St. Lawrence Among Most Economically Diverse Top Colleges | St. Lawrence University

St. Lawrence Among Most Economically Diverse Top Colleges

The New York Times has listed St. Lawrence University among the Most Economically Diverse Top Colleges in the nation.

In its College Access Index, The Times based its results on the share of first year students from low-income income families receiving Pell grants and on the net price of attendance for low- and middle-income families. Only colleges with four-year graduation rates of at least 75 percent were included.

“There are several important reasons why this list is important for us to recognize,” said Jeff Rickey, vice president and dean for admissions and financial aid. “First, The Times only considered schools with graduation rates of 75 percent or higher.

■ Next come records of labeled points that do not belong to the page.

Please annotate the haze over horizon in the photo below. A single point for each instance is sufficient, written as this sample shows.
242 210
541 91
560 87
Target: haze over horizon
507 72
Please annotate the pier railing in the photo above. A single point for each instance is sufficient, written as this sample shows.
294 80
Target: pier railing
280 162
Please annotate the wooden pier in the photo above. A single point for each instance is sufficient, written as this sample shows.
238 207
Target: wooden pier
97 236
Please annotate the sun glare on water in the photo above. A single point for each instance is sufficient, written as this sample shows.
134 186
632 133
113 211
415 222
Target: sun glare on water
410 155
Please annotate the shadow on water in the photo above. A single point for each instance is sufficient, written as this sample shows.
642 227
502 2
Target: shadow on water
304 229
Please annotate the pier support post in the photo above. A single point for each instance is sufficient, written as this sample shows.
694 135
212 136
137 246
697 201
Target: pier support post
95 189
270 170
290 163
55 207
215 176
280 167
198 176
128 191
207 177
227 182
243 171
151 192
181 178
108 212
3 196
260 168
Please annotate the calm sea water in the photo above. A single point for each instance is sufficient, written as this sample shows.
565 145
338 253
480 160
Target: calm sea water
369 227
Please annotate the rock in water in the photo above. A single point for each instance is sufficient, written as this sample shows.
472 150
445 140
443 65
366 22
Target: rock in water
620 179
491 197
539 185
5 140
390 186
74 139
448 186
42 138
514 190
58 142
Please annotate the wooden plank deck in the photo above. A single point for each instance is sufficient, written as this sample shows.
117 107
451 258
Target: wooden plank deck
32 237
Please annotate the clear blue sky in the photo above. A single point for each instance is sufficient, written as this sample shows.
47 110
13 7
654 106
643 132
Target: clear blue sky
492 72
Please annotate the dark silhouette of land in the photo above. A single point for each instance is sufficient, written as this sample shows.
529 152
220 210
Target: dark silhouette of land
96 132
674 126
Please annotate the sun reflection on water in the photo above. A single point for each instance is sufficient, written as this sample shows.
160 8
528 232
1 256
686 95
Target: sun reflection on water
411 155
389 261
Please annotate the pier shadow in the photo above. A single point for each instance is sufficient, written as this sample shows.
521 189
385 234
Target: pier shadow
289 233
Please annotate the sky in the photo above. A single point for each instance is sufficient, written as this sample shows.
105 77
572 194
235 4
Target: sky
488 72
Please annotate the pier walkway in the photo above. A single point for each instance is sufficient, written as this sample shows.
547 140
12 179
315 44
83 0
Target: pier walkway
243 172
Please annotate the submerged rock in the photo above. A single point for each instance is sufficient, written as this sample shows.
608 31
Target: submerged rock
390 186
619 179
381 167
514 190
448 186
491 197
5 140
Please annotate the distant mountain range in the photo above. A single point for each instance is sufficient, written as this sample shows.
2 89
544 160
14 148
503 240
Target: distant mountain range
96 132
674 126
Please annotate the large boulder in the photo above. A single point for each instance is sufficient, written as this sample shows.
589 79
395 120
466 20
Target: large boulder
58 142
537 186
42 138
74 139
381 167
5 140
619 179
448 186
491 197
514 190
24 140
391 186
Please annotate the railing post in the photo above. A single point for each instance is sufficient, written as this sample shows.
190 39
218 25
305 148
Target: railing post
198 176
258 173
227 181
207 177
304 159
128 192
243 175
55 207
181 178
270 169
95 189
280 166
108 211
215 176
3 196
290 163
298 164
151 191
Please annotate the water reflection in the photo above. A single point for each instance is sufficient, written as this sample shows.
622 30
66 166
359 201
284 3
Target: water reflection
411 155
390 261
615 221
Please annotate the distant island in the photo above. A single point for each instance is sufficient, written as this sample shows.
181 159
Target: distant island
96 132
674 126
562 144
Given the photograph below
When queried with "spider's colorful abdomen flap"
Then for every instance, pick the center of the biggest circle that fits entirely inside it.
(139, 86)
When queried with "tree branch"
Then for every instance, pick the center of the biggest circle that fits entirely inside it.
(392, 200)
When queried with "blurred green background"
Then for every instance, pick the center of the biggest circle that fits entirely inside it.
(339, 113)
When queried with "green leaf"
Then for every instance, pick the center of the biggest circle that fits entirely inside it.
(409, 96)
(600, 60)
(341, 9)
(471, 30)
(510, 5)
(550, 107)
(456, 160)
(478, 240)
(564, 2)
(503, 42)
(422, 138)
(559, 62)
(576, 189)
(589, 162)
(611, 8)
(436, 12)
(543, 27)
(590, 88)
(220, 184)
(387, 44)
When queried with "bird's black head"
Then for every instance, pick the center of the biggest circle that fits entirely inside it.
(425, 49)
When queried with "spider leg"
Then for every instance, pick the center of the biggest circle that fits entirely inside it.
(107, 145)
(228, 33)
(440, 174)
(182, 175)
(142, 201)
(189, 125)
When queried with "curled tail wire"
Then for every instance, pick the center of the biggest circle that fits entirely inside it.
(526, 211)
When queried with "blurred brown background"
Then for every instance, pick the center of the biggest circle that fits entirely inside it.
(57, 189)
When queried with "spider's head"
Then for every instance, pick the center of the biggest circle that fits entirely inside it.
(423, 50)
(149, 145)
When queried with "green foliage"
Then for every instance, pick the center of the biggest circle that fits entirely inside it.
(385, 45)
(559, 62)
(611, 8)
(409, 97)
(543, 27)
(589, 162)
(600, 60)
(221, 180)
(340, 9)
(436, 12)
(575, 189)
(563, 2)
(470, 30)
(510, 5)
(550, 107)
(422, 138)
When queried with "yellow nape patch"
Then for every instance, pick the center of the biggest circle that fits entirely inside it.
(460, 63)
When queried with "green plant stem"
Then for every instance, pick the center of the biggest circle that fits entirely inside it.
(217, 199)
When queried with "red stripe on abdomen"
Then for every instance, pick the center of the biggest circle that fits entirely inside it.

That alone is a notable achievement. Then it looked at access in terms of the number of freshmen who come from low-income families measured by Pell grant recipients. And finally, it considered the net price of attendance for low- and middle-income families making $30,000 to $48,000 a year.”

The Times list attempts to see which selective colleges are doing the most to attract a more economically diverse student body. When accounting for the institutions that have the same index result, St. Lawrence tied for number 17 on this list.

“What the Times index affirms – especially given our reputation as a nationally recognized liberal arts institution by several other national publications – is that St. Lawrence has a commitment to attracting economically diverse groups of students while at the same time remaining academically competitive among our peers,” Rickey said. “Couple this recognition with our high retention rates, the fact that nearly 97 percent of our graduates are either employed or are in graduate school, and that our graduates have loan debt below the national average – even below the average for public college graduates – and it’s clear to see that St. Lawrence is an outstanding choice for any student regardless of her or his background.”